Today I saw in the class the theorem:
Suppose $X$ is a separable metric space, and $Y$ is a polish space (metric, separable and complete) then there exists a $G\subseteq X\times Y$ which is open and has the property:
For all $U\subseteq X$ open, there exists $y\in Y$ such that $U = \{x\mid\langle x,y\rangle\in G\}$.
$G$ with this property is called universal.
The proof is relatively simple, however the $y$ we have from it is far from unique, in fact it seems that it is almost immediate that there are countably many $y$'s with this property.

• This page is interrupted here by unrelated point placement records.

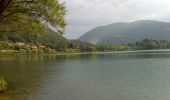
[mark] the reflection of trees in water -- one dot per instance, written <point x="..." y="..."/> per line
<point x="25" y="74"/>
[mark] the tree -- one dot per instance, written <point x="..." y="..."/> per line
<point x="31" y="16"/>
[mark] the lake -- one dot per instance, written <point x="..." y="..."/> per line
<point x="126" y="76"/>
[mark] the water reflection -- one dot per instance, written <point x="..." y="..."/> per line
<point x="85" y="77"/>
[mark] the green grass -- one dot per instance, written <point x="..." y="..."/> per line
<point x="3" y="84"/>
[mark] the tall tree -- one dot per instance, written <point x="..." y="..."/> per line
<point x="31" y="16"/>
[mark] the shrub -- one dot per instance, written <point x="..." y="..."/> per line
<point x="3" y="84"/>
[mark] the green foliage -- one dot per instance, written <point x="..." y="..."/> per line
<point x="31" y="16"/>
<point x="3" y="84"/>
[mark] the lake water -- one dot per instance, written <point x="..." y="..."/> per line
<point x="131" y="76"/>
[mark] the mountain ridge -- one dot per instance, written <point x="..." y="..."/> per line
<point x="128" y="32"/>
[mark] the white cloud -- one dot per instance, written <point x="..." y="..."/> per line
<point x="84" y="15"/>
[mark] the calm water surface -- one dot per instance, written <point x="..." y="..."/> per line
<point x="87" y="77"/>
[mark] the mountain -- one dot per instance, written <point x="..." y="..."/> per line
<point x="123" y="33"/>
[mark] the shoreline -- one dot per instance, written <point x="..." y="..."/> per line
<point x="84" y="53"/>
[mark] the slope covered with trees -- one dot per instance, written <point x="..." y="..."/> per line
<point x="123" y="33"/>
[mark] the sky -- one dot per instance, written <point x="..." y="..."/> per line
<point x="84" y="15"/>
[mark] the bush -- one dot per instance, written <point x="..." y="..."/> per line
<point x="3" y="84"/>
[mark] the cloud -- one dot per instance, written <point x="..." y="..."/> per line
<point x="84" y="15"/>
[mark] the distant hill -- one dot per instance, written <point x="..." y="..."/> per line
<point x="123" y="33"/>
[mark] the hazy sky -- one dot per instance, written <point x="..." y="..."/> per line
<point x="84" y="15"/>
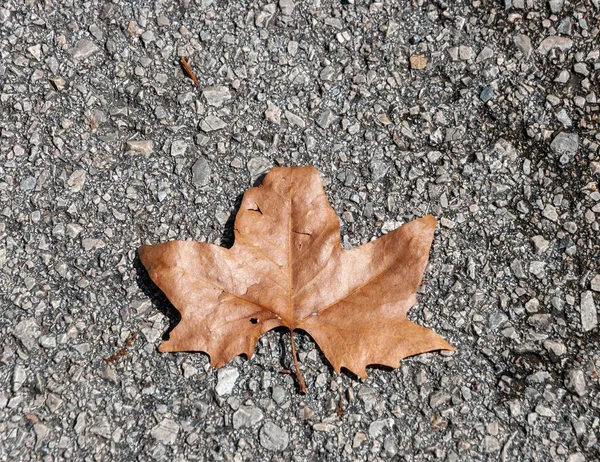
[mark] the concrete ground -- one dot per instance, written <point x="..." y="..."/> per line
<point x="484" y="113"/>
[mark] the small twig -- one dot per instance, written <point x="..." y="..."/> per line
<point x="301" y="382"/>
<point x="188" y="70"/>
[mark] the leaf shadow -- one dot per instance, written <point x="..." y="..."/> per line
<point x="228" y="237"/>
<point x="156" y="296"/>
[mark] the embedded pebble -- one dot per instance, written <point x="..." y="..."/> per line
<point x="226" y="379"/>
<point x="273" y="437"/>
<point x="165" y="431"/>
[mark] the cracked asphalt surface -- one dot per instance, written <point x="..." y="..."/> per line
<point x="483" y="113"/>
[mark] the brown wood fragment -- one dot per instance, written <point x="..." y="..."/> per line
<point x="122" y="351"/>
<point x="188" y="70"/>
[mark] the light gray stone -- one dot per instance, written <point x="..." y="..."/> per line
<point x="540" y="244"/>
<point x="83" y="49"/>
<point x="559" y="349"/>
<point x="27" y="332"/>
<point x="287" y="7"/>
<point x="377" y="428"/>
<point x="273" y="437"/>
<point x="216" y="95"/>
<point x="595" y="283"/>
<point x="273" y="113"/>
<point x="326" y="118"/>
<point x="589" y="314"/>
<point x="257" y="166"/>
<point x="294" y="119"/>
<point x="439" y="398"/>
<point x="246" y="416"/>
<point x="226" y="379"/>
<point x="565" y="143"/>
<point x="212" y="123"/>
<point x="139" y="147"/>
<point x="178" y="148"/>
<point x="575" y="382"/>
<point x="550" y="212"/>
<point x="19" y="377"/>
<point x="77" y="180"/>
<point x="490" y="444"/>
<point x="201" y="172"/>
<point x="556" y="6"/>
<point x="27" y="183"/>
<point x="165" y="431"/>
<point x="554" y="41"/>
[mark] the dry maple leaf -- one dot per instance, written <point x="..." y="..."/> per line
<point x="288" y="268"/>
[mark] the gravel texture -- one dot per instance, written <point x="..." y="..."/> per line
<point x="484" y="113"/>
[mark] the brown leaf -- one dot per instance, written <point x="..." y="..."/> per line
<point x="287" y="268"/>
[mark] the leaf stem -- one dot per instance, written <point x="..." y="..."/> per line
<point x="301" y="381"/>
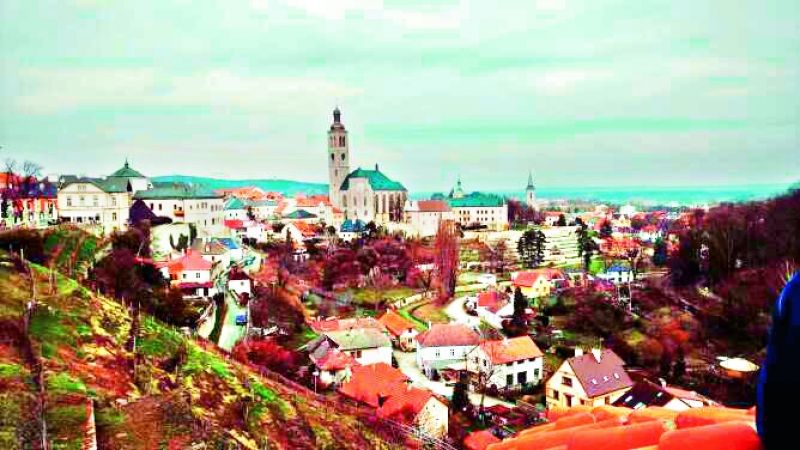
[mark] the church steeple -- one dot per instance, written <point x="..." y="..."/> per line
<point x="530" y="193"/>
<point x="338" y="158"/>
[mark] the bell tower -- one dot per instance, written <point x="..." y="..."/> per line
<point x="338" y="158"/>
<point x="530" y="193"/>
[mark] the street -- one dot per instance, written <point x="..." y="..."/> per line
<point x="455" y="310"/>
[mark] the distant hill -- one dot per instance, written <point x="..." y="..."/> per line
<point x="285" y="187"/>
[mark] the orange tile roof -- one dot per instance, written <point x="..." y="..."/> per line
<point x="335" y="360"/>
<point x="322" y="325"/>
<point x="190" y="261"/>
<point x="479" y="440"/>
<point x="510" y="350"/>
<point x="615" y="428"/>
<point x="395" y="323"/>
<point x="368" y="384"/>
<point x="404" y="405"/>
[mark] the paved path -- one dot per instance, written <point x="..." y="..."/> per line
<point x="455" y="310"/>
<point x="408" y="365"/>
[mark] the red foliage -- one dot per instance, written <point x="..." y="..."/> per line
<point x="267" y="354"/>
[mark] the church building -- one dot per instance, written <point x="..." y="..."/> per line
<point x="363" y="194"/>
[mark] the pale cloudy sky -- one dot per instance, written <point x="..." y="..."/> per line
<point x="584" y="93"/>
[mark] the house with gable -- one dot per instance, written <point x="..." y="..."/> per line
<point x="185" y="203"/>
<point x="352" y="229"/>
<point x="365" y="345"/>
<point x="592" y="379"/>
<point x="101" y="202"/>
<point x="419" y="408"/>
<point x="508" y="363"/>
<point x="494" y="307"/>
<point x="191" y="273"/>
<point x="443" y="345"/>
<point x="424" y="216"/>
<point x="403" y="331"/>
<point x="236" y="209"/>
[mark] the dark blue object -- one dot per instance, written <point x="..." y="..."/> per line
<point x="779" y="380"/>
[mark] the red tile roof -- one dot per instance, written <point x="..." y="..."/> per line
<point x="492" y="300"/>
<point x="395" y="323"/>
<point x="510" y="350"/>
<point x="479" y="440"/>
<point x="404" y="405"/>
<point x="611" y="428"/>
<point x="433" y="206"/>
<point x="335" y="360"/>
<point x="369" y="384"/>
<point x="234" y="224"/>
<point x="602" y="375"/>
<point x="190" y="261"/>
<point x="322" y="325"/>
<point x="448" y="335"/>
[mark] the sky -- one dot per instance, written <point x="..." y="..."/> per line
<point x="582" y="93"/>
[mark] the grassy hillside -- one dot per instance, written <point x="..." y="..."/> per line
<point x="286" y="187"/>
<point x="181" y="392"/>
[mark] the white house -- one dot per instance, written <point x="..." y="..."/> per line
<point x="102" y="202"/>
<point x="617" y="274"/>
<point x="424" y="216"/>
<point x="235" y="209"/>
<point x="264" y="209"/>
<point x="352" y="229"/>
<point x="236" y="251"/>
<point x="592" y="379"/>
<point x="365" y="345"/>
<point x="478" y="209"/>
<point x="494" y="307"/>
<point x="185" y="203"/>
<point x="444" y="344"/>
<point x="213" y="252"/>
<point x="191" y="274"/>
<point x="507" y="363"/>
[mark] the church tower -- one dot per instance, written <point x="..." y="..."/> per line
<point x="530" y="193"/>
<point x="338" y="158"/>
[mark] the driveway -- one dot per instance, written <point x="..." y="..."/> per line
<point x="407" y="364"/>
<point x="455" y="310"/>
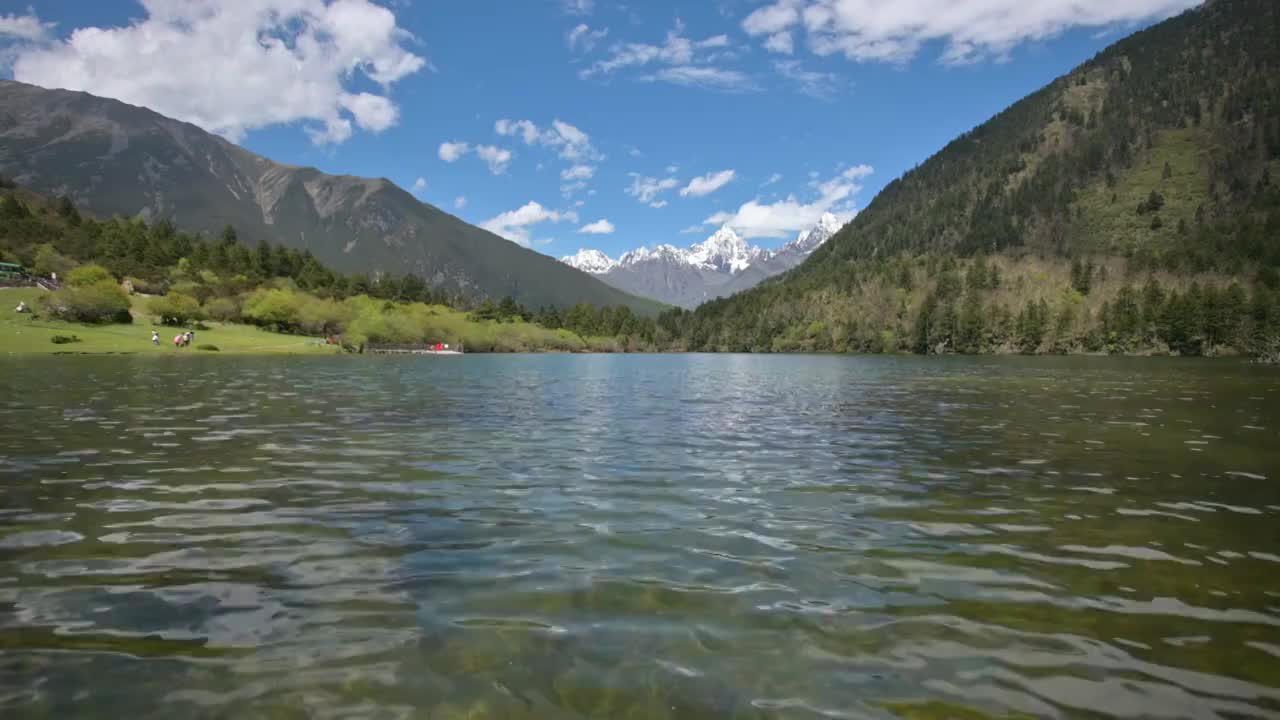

My question is whether or not this $G$ can be modified such that for every $U\subseteq X$ open there is a unique $y\in Y$ such that $U = \{x\mid\langle x,y\rangle\in G\}$? Perhaps we need to require more, or possibly even less, from $X$ and $Y$?
Edit:
I gave it some thought, and had some insights that I thought would be worth mentioning,
Firstly $X$ cannot be finite, otherwise there are less than continuum many open subsets, and since $G$ is open we have that the projection on $Y$ is open, since $Y$ is Polish we have that this projection is of cardinality continuum, which in turn implies there are continuum many $y$'s with the same cut.
Secondly, as the usual proof goes through a Lusin scheme over $Y$, and using it to define $G$, I thought at first that using the axiom of choice we can select a set of points on which the mapping to open sets of $X$ is 1-1, and somehow remove some of the sets from the scheme. This proved to be a bad idea, as we remove sets that can be used for other open sets.
Despite that, not all hope is lost - my teacher keeps mentioning the analogy to recursive sets, and he said that in that context there can be such universal set - so there might still be some hope.